What were the primary influences on the process of Mongol state building?
- Temujin’s personality, charisma, military skill, and ruthlessness
- The relative weakness of Mongol opponents such as China and the Abbasid Caliphate
- The discipline, organization, and loyalty of the Mongol armies attacked their opponents with surprising quickness
What accounts for the political and military success of the Mongols?
- The Mongol army was better organized, better led, and better disciplined than the armies of its opponents.
- The Mongols made up for their small numbers by incorporating huge numbers of conquered peoples into their military forces.
- The Mongols fostered commerce.
How did Mongol rule change China? How did Mongol rulers continue using Chinese traditions to govern?
- The Mongols united a divided China.
- Made use of Chinese administrative practices, techniques of taxation, and their postal system.

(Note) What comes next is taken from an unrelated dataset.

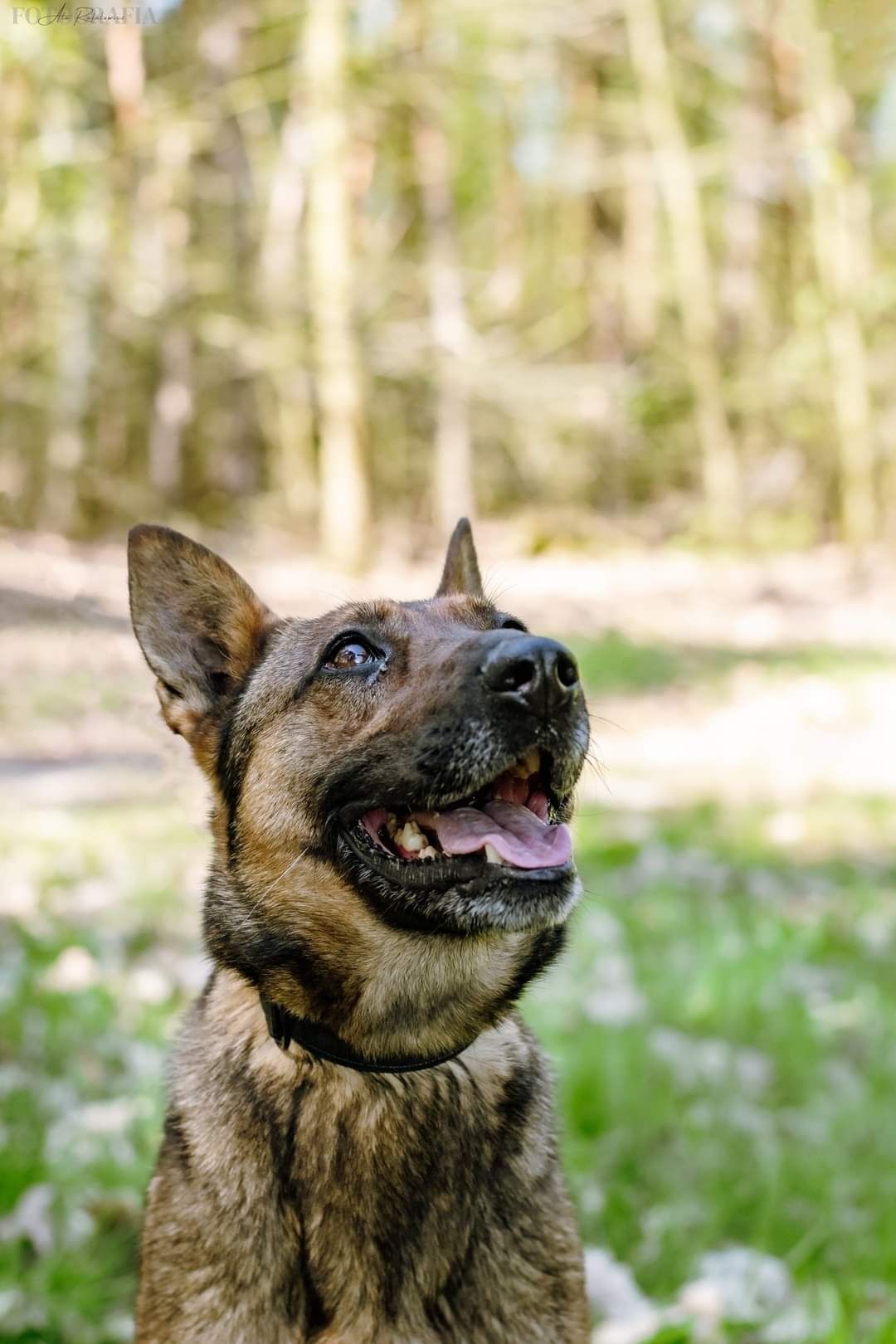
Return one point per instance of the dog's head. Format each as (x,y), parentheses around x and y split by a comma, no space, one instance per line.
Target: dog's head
(388,777)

- Took a Chinese dynastic title, the Yuan, and moved their capital to a new capital city known as Khanbalik, the “city of the Khan”
How did the Mongol Empire lead to cross-cultural interactions?

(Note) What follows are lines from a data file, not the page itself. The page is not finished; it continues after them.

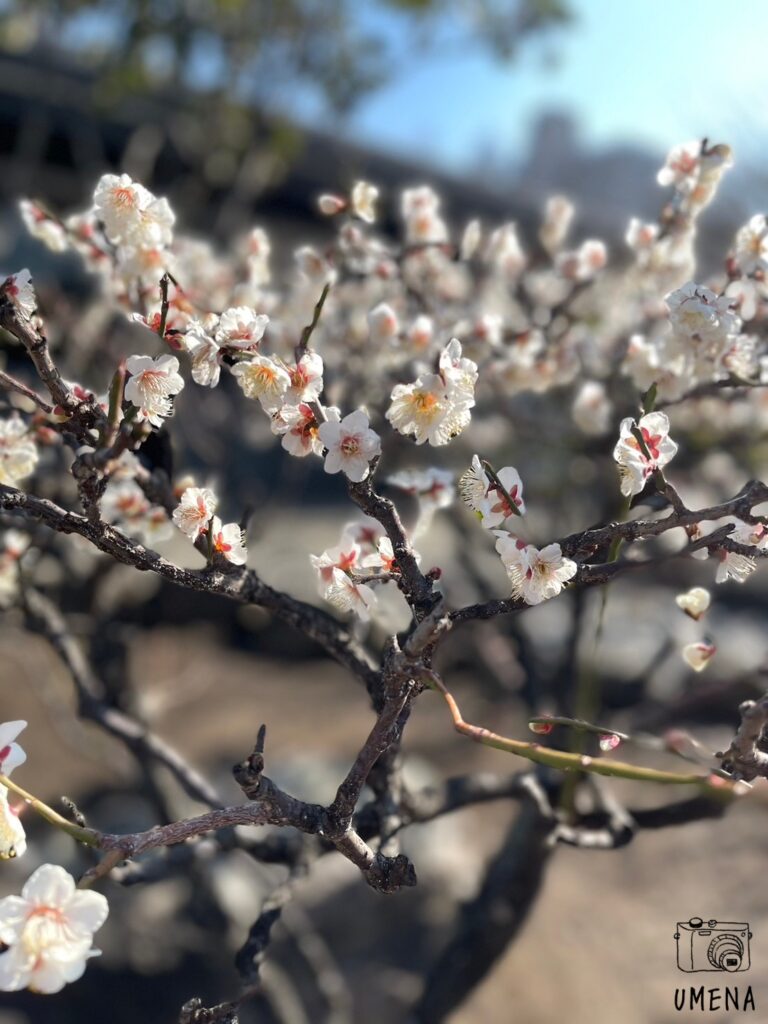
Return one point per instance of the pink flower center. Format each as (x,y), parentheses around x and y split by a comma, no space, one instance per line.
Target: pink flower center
(350,445)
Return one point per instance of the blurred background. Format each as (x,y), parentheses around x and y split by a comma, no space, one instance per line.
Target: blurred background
(242,113)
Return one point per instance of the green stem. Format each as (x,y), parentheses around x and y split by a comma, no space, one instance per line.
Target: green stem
(87,836)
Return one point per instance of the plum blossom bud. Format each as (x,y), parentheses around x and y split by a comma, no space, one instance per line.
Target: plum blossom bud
(420,333)
(364,199)
(470,240)
(313,266)
(17,288)
(640,237)
(383,324)
(331,205)
(18,455)
(697,655)
(751,249)
(42,226)
(48,931)
(694,602)
(504,252)
(681,167)
(195,511)
(12,836)
(11,755)
(421,212)
(351,445)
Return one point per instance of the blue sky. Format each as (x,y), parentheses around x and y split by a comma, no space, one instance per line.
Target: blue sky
(655,72)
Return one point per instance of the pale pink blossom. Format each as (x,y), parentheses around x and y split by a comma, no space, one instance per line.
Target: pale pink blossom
(42,226)
(18,289)
(48,931)
(346,595)
(634,465)
(241,328)
(264,380)
(536,574)
(227,542)
(694,602)
(152,384)
(363,199)
(351,445)
(131,215)
(196,509)
(383,324)
(18,455)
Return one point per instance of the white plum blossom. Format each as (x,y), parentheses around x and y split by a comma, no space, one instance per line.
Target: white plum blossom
(13,546)
(558,214)
(227,542)
(420,333)
(634,465)
(196,509)
(346,595)
(351,445)
(241,328)
(125,505)
(592,409)
(17,288)
(696,311)
(48,931)
(481,494)
(694,602)
(152,385)
(681,167)
(420,209)
(263,379)
(734,565)
(299,428)
(751,248)
(345,557)
(314,266)
(470,240)
(205,352)
(436,407)
(504,252)
(423,409)
(536,574)
(306,379)
(131,215)
(331,205)
(42,226)
(698,655)
(641,236)
(363,199)
(585,262)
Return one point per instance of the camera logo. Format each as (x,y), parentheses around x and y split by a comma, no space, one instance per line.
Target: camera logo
(713,945)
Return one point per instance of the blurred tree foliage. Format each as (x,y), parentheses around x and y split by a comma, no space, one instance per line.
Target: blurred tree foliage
(237,76)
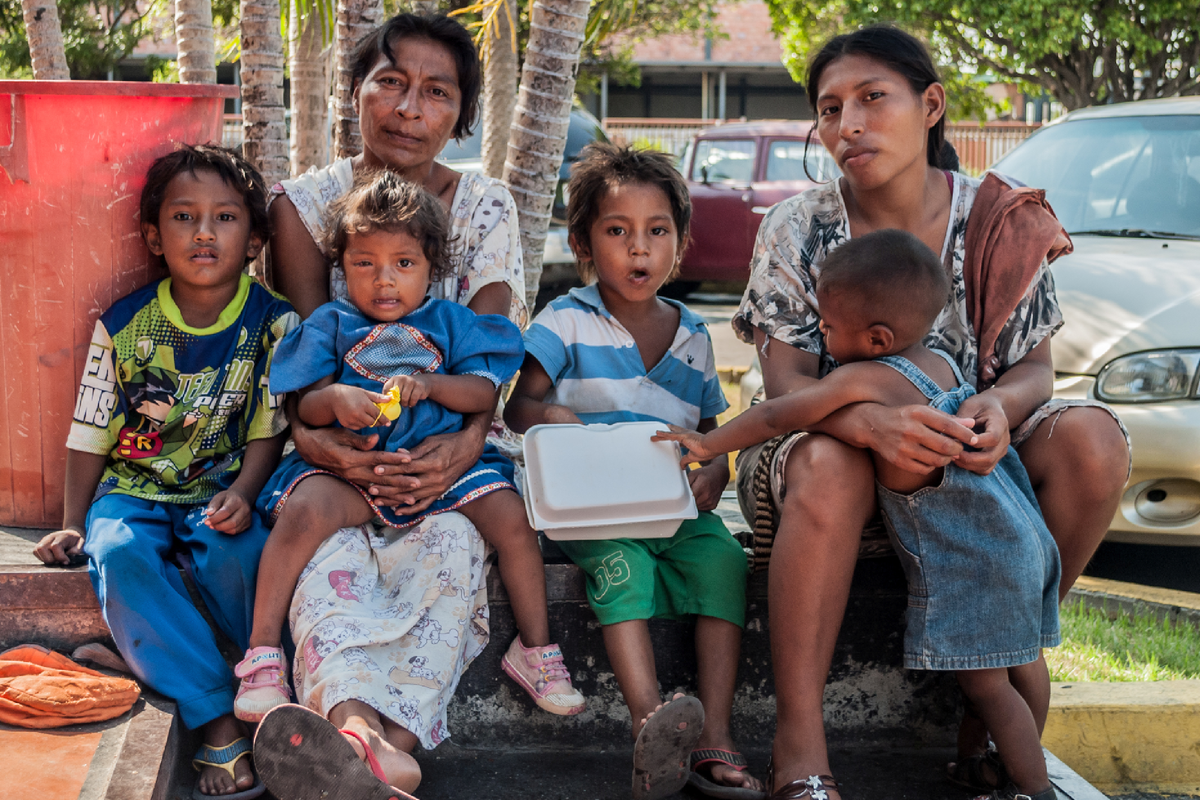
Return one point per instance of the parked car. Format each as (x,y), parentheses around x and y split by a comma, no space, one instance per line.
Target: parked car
(1125,180)
(735,173)
(558,263)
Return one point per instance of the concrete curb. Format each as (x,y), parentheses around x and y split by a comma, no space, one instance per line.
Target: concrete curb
(1127,737)
(1133,599)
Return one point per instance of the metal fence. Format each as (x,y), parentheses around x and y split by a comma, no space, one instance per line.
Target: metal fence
(978,145)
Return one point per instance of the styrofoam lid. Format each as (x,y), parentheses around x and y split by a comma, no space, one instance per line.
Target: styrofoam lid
(603,474)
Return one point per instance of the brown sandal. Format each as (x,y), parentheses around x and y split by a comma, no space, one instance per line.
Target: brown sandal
(813,787)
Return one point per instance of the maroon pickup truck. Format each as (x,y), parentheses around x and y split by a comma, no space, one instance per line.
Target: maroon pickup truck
(735,173)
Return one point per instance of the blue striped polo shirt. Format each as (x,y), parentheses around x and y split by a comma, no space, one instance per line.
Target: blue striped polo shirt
(598,371)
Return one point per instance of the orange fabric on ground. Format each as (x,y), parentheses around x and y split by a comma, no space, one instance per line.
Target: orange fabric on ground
(40,689)
(46,765)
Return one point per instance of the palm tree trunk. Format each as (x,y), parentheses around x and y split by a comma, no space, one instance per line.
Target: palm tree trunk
(45,36)
(355,19)
(310,89)
(499,90)
(193,38)
(539,126)
(262,89)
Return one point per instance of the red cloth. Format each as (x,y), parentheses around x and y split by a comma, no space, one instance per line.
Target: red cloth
(1009,232)
(41,689)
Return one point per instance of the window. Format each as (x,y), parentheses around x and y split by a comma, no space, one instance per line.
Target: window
(724,161)
(786,162)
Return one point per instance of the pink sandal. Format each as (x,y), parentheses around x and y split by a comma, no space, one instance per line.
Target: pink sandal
(264,684)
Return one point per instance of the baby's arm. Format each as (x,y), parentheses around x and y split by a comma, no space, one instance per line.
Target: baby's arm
(799,409)
(84,471)
(325,402)
(527,407)
(229,510)
(462,394)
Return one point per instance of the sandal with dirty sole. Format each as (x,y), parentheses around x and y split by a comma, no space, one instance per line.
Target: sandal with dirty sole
(660,756)
(301,756)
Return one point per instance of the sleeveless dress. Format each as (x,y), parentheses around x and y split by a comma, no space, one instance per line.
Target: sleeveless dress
(394,617)
(983,569)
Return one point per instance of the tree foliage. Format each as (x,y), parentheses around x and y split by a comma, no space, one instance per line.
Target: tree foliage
(1080,52)
(96,34)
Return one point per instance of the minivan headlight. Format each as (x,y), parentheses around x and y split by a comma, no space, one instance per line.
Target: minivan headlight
(1149,377)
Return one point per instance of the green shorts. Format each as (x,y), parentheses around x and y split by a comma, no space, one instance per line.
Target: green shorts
(701,570)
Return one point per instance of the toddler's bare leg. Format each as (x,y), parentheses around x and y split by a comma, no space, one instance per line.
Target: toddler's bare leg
(501,519)
(633,662)
(1012,725)
(1032,680)
(391,744)
(316,510)
(718,648)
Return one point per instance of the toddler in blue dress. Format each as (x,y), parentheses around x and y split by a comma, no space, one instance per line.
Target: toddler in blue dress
(982,567)
(442,361)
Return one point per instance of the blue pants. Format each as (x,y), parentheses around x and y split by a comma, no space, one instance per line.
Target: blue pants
(159,631)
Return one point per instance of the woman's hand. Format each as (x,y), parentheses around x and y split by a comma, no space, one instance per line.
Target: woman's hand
(353,457)
(915,438)
(435,465)
(708,482)
(991,431)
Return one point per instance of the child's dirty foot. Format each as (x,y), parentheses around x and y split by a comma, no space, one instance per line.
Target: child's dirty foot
(400,769)
(223,762)
(666,737)
(718,770)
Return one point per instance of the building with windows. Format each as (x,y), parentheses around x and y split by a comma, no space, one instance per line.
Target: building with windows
(737,76)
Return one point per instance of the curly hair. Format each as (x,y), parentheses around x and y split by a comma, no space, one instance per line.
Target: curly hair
(603,166)
(383,200)
(238,174)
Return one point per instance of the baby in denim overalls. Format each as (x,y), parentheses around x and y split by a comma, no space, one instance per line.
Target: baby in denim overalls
(983,570)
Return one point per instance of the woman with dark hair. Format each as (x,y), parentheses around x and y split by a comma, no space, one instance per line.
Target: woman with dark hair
(881,113)
(385,623)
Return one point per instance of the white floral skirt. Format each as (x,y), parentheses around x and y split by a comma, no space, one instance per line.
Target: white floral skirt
(391,618)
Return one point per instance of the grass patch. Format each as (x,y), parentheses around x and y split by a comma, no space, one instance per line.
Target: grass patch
(1122,649)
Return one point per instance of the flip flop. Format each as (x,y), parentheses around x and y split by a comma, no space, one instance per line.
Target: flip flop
(226,758)
(301,756)
(709,787)
(660,756)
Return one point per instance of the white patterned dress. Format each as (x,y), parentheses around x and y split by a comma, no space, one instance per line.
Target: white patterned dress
(390,617)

- The Mongols actively promoted international commerce and provided a relatively secure
environment for merchants making the journey across central Asia.
-its religious tolerance and support of merchants, facilitated the spread of religions.
To what extent did the Silk Roads and the Sea Roads operate in a similar fashion? How did they differ?
Similar:
* commerce in the creation and maintenance of the networks
*spread of ideas and technologies along the routes
*role of states along the two routes
Differences
*lack of pastoralist participation in the Sea Roads
* use of caravans versus ships
* Bulk commodity goods traded on the Sea Roads but not the Silk Roads
*direct participation of East Africa and Southeast Asia in the Sea Roads but not the Silk Roads.
What changes did trans-Saharan trade bring to West Africa?
- provided incentives and resources for the development of new and larger political structures
- established substantial urban and commercial centers where traders congregated and goods were exchanged.
How did the expansion of Islam lead to the spread of learning?
- the common Islamic language of Arabic facilitated cross-cultural communication.
- Islam placed great emphasis on learning
- rulers adopted the faith, and libraries and scientific institutions were created.
How could technological developments, such as the dhow ship, help transform the culture of the Indian Ocean region?
were adapted to the high winds allowing traders to go farther and farther, carrying with them new cultural ideas and concepts.